This college could serve as ground zero for Suzanne Mettler’s important new book Degrees of Inequality: How the Politics of Higher Education Sabotaged the American Dream, which analyzes diminishing postsecondary educational opportunity over the past thirty years, particularly for students in the lower half of the income distribution. If they are not deterred from attending college, students face soaring tuition, inadequate financial aid, and increased debt. To make matters worse, most states have been slashing higher education budgets, forcing colleges to offer fewer classes and services. That trend is beginning to reverse, though spending still is below what it was a decade ago.
Mettler explains how this came to be: how our extreme political partisanship and the increasing influence of big money have contributed to this mess. In essence, Mettler explains, policies need maintenance. Flaws in a policy’s originating legislation, for example, may result in inadequate mechanisms to deal with cost increases. Policies can also have unintended consequences. Financial aid in the United States, for example, is inordinately consumed by for-profit colleges, whose students often end up defaulting on their loans. With intense partisanship, legislators rarely come together across party lines to do the work of maintaining healthy policy. At the same time special interests with considerable money—such as for-profit colleges—can intervene effectively to shape or block changes on a particular issue, such as the institutional requirements for receiving financial aid.
Moreover, the elements of inequality that Mettler addresses—inadequate aid, diminished student services—have an awful synergy with the broader dynamics of social and economic inequality in our time: income disparities, unstable housing, food insecurity, cutbacks in social services. Each sphere of inequality intensifies the other, making it more and more difficult for low-income students to enter and succeed in college.
• • •
I spent two years on the campus I describe. Confidentiality agreements prevent me from revealing its identity, but it is similar to other urban community colleges serving low-income populations. I interviewed students, observed classes, talked with teachers and administrators, and the overall picture I got was one of profound possibility and profound need.
Few students can get by on their financial aid allocation, which often arrives well into the term, making it difficult to buy books and supplies. And their progress is often stalled because the classes they need are full, delaying the conferral of an occupational certificate or degree. Their tutoring centers and other services have been trimmed back; their counselors have student loads that can significantly exceed a thousand.

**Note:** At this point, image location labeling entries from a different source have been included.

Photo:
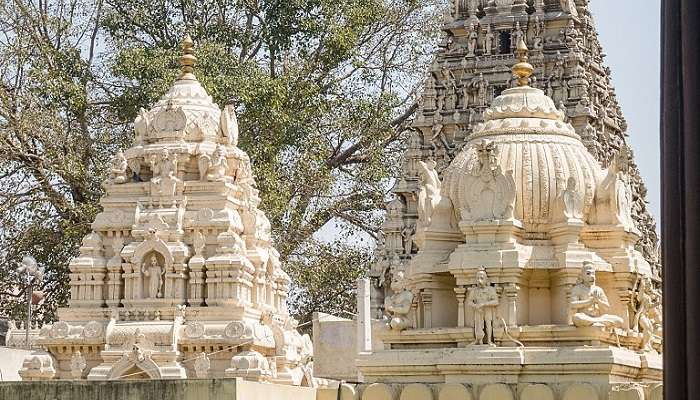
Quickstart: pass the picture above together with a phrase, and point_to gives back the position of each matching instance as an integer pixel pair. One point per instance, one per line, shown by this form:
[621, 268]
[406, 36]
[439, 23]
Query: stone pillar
[427, 300]
[461, 293]
[416, 308]
[364, 320]
[511, 292]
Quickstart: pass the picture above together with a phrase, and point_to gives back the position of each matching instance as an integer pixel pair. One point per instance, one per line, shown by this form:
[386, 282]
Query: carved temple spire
[187, 59]
[523, 69]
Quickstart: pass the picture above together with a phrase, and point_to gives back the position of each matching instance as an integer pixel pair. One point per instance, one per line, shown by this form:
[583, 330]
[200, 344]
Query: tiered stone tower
[526, 283]
[472, 67]
[178, 278]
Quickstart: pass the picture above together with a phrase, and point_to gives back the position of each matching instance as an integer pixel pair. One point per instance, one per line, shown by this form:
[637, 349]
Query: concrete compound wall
[458, 391]
[191, 389]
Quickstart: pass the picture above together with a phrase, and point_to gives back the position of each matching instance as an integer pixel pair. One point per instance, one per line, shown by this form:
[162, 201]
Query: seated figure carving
[398, 306]
[484, 300]
[589, 302]
[117, 170]
[429, 195]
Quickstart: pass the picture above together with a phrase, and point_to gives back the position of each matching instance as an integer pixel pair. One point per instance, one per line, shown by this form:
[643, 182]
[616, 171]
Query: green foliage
[324, 91]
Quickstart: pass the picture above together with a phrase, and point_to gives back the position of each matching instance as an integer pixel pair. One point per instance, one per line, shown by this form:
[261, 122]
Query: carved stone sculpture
[398, 306]
[77, 365]
[490, 194]
[164, 169]
[570, 202]
[589, 302]
[473, 40]
[647, 318]
[117, 171]
[489, 40]
[613, 198]
[219, 165]
[429, 195]
[202, 366]
[154, 273]
[483, 299]
[229, 124]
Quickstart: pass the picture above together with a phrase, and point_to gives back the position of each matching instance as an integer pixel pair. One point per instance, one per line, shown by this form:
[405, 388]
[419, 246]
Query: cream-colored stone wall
[460, 391]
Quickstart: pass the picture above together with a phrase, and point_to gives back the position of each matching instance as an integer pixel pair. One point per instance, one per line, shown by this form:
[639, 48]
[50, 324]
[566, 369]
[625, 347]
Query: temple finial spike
[523, 69]
[187, 59]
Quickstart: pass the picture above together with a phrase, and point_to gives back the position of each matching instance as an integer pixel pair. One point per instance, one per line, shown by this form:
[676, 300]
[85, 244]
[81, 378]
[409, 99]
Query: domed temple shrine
[526, 282]
[178, 278]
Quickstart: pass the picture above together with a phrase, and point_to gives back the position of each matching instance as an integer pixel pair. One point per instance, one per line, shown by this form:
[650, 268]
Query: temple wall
[458, 391]
[191, 389]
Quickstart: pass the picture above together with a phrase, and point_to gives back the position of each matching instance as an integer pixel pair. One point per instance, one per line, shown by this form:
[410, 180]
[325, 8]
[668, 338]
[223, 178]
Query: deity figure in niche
[429, 196]
[480, 88]
[398, 305]
[613, 198]
[229, 124]
[219, 165]
[484, 300]
[589, 303]
[154, 272]
[473, 40]
[164, 171]
[569, 205]
[490, 193]
[489, 40]
[647, 319]
[117, 170]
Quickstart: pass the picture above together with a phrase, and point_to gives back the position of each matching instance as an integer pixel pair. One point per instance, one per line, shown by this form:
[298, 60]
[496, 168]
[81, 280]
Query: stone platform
[192, 389]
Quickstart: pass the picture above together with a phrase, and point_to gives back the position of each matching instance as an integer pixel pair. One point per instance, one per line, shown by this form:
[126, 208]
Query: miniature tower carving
[180, 261]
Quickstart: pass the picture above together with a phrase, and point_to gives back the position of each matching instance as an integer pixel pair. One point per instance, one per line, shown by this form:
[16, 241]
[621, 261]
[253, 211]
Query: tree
[325, 91]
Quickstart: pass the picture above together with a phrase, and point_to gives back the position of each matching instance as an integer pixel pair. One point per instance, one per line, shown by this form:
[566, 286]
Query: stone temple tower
[526, 283]
[178, 278]
[471, 68]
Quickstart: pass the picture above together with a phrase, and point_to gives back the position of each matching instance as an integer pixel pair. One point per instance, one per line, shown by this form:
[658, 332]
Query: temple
[511, 265]
[471, 68]
[178, 278]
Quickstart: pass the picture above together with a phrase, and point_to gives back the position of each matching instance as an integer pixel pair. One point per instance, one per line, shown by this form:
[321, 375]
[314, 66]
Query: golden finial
[523, 69]
[187, 59]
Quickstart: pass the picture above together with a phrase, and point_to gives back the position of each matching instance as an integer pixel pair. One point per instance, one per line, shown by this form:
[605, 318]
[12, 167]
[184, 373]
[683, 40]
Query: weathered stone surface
[199, 389]
[537, 392]
[581, 391]
[180, 261]
[454, 391]
[416, 391]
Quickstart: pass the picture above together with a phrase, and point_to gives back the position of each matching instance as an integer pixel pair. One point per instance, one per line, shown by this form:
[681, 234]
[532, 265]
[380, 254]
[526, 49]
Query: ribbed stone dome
[529, 137]
[185, 112]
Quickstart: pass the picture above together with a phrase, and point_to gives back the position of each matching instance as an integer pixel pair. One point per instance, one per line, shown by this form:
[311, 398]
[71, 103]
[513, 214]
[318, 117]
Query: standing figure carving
[647, 319]
[117, 170]
[398, 305]
[480, 87]
[473, 41]
[164, 172]
[483, 298]
[219, 165]
[489, 40]
[483, 191]
[154, 272]
[589, 303]
[229, 124]
[77, 365]
[569, 204]
[613, 198]
[429, 194]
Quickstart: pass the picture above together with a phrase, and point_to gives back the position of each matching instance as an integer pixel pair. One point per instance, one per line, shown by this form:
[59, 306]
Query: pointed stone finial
[187, 59]
[523, 69]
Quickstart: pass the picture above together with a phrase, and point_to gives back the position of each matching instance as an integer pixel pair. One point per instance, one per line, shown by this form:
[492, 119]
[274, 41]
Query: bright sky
[630, 34]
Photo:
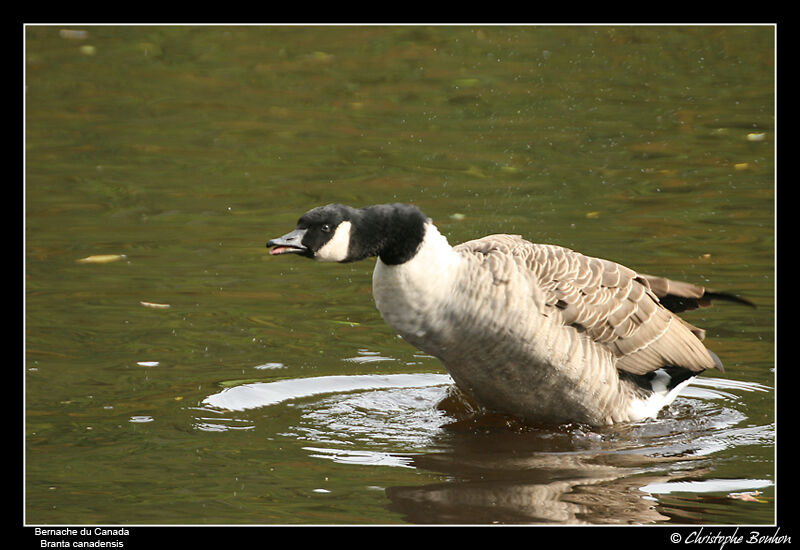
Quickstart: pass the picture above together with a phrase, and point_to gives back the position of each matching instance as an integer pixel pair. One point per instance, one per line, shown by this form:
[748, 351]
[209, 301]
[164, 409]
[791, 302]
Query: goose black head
[339, 233]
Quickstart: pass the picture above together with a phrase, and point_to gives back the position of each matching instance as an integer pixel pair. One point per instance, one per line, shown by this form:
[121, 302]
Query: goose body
[532, 330]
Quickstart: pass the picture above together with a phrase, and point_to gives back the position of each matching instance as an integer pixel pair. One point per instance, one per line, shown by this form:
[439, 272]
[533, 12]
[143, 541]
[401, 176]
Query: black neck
[392, 232]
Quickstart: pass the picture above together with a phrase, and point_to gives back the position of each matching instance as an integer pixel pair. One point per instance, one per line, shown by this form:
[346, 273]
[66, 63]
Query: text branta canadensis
[531, 330]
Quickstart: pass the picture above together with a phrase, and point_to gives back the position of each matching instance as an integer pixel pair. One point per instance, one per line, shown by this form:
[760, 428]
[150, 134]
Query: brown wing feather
[612, 304]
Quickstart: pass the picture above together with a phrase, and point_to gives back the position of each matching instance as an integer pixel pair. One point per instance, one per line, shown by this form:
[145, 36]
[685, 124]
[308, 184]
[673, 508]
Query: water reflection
[496, 470]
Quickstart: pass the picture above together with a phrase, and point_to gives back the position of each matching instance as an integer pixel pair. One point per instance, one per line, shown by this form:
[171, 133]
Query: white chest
[411, 296]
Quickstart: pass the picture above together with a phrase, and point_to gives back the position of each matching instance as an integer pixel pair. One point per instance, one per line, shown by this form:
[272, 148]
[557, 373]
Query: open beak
[291, 243]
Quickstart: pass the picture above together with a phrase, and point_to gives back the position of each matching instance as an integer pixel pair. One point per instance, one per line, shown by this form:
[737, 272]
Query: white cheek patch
[335, 250]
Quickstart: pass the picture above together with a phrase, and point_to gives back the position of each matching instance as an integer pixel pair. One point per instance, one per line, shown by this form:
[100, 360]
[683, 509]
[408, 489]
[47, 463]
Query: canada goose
[535, 331]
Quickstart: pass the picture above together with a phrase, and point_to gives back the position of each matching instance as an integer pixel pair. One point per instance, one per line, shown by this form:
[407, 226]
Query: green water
[181, 150]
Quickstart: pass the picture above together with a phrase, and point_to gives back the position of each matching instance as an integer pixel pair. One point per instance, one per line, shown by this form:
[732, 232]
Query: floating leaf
[101, 259]
[155, 305]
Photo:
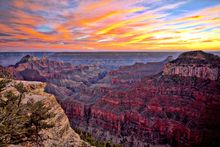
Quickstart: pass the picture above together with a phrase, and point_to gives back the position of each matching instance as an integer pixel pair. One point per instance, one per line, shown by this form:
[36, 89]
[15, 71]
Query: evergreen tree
[21, 123]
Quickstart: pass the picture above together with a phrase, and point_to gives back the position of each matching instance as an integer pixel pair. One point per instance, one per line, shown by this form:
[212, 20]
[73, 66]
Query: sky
[109, 25]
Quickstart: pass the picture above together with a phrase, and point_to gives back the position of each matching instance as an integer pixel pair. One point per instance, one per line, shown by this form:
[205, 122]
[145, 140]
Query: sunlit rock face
[61, 134]
[164, 109]
[194, 64]
[156, 103]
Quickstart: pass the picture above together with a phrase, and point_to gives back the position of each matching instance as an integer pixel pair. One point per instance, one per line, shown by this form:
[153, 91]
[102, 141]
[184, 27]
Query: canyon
[174, 102]
[61, 134]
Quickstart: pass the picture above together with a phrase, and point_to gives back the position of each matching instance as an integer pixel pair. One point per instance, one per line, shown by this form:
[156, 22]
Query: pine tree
[21, 123]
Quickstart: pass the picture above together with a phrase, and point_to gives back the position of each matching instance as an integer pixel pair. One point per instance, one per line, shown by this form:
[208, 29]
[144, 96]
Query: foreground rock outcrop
[164, 103]
[61, 134]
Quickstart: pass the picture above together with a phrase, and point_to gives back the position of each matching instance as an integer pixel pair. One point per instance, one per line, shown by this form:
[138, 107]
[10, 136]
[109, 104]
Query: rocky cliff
[138, 105]
[61, 134]
[195, 64]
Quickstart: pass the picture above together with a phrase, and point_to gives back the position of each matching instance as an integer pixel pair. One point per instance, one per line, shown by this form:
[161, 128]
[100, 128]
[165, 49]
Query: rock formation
[138, 105]
[194, 64]
[61, 134]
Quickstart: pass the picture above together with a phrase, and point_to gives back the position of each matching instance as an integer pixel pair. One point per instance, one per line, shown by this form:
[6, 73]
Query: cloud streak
[109, 24]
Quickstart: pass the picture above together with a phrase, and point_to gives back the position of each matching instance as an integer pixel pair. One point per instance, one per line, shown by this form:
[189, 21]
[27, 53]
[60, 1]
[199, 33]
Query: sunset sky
[109, 25]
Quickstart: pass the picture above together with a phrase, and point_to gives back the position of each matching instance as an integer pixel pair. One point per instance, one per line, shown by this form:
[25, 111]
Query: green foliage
[3, 83]
[21, 123]
[88, 138]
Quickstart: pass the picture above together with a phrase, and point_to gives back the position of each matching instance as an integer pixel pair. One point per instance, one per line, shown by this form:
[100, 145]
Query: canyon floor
[131, 100]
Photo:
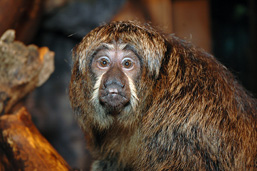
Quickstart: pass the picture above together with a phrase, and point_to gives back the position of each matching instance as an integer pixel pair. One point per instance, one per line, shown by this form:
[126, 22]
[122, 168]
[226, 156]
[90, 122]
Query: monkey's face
[116, 69]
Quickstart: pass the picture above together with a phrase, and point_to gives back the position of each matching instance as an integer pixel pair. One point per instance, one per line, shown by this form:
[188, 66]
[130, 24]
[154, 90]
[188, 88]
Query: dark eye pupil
[127, 64]
[103, 62]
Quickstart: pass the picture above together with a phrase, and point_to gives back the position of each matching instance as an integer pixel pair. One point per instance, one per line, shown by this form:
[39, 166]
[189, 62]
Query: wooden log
[22, 147]
[22, 69]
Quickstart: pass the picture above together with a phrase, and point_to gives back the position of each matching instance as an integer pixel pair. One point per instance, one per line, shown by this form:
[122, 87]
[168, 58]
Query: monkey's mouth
[113, 101]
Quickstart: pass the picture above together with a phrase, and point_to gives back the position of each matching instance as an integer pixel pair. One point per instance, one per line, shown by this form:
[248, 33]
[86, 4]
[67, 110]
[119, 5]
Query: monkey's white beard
[133, 99]
[101, 118]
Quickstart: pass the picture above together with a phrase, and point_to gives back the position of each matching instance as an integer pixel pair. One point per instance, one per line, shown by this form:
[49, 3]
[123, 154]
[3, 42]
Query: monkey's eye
[127, 63]
[103, 62]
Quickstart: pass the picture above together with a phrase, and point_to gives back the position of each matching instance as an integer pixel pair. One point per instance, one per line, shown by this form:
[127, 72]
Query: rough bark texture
[23, 147]
[22, 69]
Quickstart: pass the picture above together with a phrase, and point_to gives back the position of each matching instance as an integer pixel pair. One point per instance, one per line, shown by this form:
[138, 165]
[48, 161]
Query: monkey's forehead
[148, 42]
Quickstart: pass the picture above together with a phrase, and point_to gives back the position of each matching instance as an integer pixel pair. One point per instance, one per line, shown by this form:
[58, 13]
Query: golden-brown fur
[191, 114]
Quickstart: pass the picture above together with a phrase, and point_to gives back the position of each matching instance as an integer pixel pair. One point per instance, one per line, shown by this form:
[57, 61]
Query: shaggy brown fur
[192, 113]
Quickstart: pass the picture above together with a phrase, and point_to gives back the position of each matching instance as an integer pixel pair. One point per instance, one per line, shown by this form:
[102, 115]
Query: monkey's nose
[111, 83]
[113, 90]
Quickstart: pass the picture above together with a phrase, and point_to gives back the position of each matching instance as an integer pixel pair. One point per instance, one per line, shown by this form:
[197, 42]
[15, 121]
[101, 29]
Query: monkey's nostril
[113, 90]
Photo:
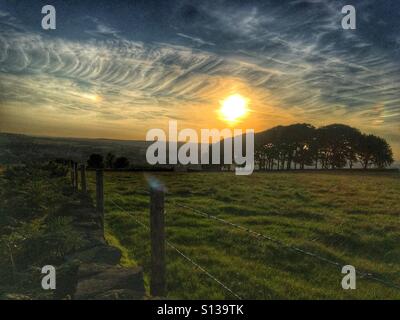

As would be expected in an open-access college, students exhibit a wide range of motivation and skills. Those who are drifting through with low skills and ill-defined goals don’t last long. But, strikingly, even committed students face a series of obstacles that limit the benefit of the college experience and interrupt their studies.
All the successful students I met receive financial aid, yet all but one have to work, in some cases a lot, to make basic expenses. Those who live with parents or relatives contribute to the household, and those who live on their own or with others are frequently on the edge, barely making it month to month. One of the students I followed ended up living out of his car for half of the school year. Transportation is also a big concern. Either students don’t own a car or theirs is old and unreliable, and often they are short on money for gas. Many students don’t have a computer or, if they do, lack dependable Internet access.
Community college students possess grit by the truckload. What is in short supply are academic, financial, and social supports.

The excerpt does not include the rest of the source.